Shell – Can a command be executed without a shell

commandshellssh

I am developing a binary executable program command to execute programs and return the output into a text field.

The parameters to the command involve the command itself as it would be typed on the command line, and the directory. So the routine that executes the operation first switches to the directory, then executes the command.

For example if I want to execute the command some.cmd in the directory /home/user the parameters are command = 'some.cmd' and directory = '/home/user'.

What I have found is that some.cmd does not work but if I change command to /home/user/some.cmd the command works. However the command ls -l works. I also notice that the cd command is not recognized. If I run it remotely via ssh such as setting command to ssh user@localhost 'cd /home/user && ./some.cmd' it works.

It seems that some settings which are present when the command is executed in a shell are not present when it is run directly, but doing it via ssh seems to create the settings for it work.

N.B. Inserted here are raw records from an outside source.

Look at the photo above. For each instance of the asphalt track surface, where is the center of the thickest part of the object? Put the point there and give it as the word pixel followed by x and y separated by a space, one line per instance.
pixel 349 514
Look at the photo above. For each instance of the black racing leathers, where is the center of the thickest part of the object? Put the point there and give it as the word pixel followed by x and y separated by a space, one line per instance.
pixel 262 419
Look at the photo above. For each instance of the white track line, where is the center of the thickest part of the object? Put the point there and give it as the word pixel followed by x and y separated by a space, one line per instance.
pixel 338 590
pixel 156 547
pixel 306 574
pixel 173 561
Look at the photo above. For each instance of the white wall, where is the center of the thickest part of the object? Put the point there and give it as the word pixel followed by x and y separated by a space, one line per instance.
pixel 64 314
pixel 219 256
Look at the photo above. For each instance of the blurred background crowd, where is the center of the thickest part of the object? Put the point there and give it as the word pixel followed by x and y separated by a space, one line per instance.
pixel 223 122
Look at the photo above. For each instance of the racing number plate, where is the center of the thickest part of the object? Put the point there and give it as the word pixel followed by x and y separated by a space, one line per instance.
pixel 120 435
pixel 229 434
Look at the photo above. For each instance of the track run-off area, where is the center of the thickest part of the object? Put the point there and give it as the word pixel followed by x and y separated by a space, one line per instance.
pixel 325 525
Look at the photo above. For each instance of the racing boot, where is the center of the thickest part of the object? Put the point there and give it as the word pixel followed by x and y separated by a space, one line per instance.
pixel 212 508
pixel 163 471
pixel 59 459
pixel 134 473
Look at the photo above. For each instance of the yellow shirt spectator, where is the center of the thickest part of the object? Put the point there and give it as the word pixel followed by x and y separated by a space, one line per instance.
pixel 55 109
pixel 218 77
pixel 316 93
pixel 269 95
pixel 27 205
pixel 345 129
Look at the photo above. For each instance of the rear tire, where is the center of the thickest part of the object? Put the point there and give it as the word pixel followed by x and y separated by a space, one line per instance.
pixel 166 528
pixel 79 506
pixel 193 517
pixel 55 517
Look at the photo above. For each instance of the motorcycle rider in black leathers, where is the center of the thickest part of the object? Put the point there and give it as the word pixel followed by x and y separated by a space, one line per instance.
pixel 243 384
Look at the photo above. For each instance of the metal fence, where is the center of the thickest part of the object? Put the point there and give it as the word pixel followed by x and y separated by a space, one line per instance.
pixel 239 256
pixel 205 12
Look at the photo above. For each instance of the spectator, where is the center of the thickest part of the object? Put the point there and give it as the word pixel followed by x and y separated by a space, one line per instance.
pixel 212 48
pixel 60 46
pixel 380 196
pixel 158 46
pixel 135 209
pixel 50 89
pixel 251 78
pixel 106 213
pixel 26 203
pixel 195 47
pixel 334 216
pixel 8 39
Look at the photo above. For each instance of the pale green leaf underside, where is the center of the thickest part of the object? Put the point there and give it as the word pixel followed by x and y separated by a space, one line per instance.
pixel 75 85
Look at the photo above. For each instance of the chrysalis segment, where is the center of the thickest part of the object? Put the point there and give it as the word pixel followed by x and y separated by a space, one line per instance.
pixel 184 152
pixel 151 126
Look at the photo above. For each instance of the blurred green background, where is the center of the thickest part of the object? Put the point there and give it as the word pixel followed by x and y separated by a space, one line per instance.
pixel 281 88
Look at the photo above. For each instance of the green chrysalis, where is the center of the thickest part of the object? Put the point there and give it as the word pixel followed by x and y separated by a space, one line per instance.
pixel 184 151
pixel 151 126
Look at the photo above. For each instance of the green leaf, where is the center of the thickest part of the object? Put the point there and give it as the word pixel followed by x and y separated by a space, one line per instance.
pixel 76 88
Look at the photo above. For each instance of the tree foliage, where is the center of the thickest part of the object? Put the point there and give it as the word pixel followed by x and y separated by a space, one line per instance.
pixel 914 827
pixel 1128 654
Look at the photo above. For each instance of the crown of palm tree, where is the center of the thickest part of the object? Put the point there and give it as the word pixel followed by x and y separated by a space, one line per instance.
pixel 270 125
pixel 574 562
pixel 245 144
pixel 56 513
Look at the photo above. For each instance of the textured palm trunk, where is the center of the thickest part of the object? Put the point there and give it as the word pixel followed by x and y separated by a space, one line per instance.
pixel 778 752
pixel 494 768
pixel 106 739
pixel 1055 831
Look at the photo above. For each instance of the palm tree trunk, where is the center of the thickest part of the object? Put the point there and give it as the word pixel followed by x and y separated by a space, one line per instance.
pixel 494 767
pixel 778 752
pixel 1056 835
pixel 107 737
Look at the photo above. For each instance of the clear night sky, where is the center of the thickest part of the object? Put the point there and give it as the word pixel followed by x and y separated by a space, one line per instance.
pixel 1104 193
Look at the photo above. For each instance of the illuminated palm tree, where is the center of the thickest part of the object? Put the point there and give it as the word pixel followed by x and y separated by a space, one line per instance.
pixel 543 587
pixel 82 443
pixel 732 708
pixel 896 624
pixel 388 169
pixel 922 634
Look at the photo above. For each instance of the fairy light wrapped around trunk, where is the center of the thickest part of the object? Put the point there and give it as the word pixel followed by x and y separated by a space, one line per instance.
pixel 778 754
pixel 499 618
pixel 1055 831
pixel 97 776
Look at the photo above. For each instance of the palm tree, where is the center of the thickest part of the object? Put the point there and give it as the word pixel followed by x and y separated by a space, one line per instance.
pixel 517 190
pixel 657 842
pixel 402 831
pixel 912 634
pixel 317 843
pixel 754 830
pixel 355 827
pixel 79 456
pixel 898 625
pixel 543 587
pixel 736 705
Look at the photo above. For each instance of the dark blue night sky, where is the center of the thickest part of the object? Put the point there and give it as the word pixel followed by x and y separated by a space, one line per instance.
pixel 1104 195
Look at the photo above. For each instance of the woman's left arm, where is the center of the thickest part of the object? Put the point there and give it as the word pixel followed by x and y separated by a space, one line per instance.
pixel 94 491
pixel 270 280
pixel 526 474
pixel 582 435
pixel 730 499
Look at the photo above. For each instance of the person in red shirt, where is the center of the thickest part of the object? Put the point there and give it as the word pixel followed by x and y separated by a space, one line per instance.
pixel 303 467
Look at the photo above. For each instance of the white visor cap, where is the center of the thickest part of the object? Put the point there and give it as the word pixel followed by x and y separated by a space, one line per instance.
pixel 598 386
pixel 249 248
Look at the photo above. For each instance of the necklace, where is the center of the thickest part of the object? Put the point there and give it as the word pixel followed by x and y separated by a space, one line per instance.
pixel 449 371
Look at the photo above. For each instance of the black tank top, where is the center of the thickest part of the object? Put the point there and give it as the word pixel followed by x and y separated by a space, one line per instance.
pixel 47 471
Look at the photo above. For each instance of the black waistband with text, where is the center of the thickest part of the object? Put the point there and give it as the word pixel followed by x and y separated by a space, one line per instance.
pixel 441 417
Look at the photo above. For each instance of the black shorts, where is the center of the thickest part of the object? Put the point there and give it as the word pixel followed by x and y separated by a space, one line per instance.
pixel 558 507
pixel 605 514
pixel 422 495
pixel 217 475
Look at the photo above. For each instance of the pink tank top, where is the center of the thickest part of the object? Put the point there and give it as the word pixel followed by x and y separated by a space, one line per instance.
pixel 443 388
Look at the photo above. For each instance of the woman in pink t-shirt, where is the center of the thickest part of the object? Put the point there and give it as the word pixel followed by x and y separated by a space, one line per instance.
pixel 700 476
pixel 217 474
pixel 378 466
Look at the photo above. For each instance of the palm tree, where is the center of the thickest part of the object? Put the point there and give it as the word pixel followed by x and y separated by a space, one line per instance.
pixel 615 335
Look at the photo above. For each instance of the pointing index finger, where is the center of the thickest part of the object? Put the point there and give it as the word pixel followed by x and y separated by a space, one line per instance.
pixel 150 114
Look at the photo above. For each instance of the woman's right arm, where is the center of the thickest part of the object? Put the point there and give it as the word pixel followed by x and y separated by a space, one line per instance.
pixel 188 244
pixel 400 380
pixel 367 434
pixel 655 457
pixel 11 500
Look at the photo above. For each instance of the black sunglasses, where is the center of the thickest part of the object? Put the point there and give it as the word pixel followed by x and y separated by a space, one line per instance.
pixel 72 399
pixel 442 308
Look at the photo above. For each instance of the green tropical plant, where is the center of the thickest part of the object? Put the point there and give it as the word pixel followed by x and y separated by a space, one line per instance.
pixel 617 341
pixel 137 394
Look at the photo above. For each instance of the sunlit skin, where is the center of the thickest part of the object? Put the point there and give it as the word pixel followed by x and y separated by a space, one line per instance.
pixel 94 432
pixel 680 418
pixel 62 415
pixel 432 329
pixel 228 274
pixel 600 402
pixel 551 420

Is there some explanation for this?

UPDATE:
After some enquiries I got to learn that the API used for executing the commands were not being executed in the shell, or were not executed with the normal environment available from the console. After executing the commands with the /bin/sh -c "cd ..." option the problem is no more. This is the environment doing ssh user@localhost 'command ...' gave me.I am not so sure of the technical details, but apparently the existence of the environment available when you execute in your normal shell is not always available to commands executed directly by the OS.

Best Answer

When you try to execute a file, the system has to know how to find the file. That's why it works if you specify the full path to it. The shell also has a PATH environment variable that stores a list of directories to look in to find an executable. That's why you don't have to specify the full path for ls.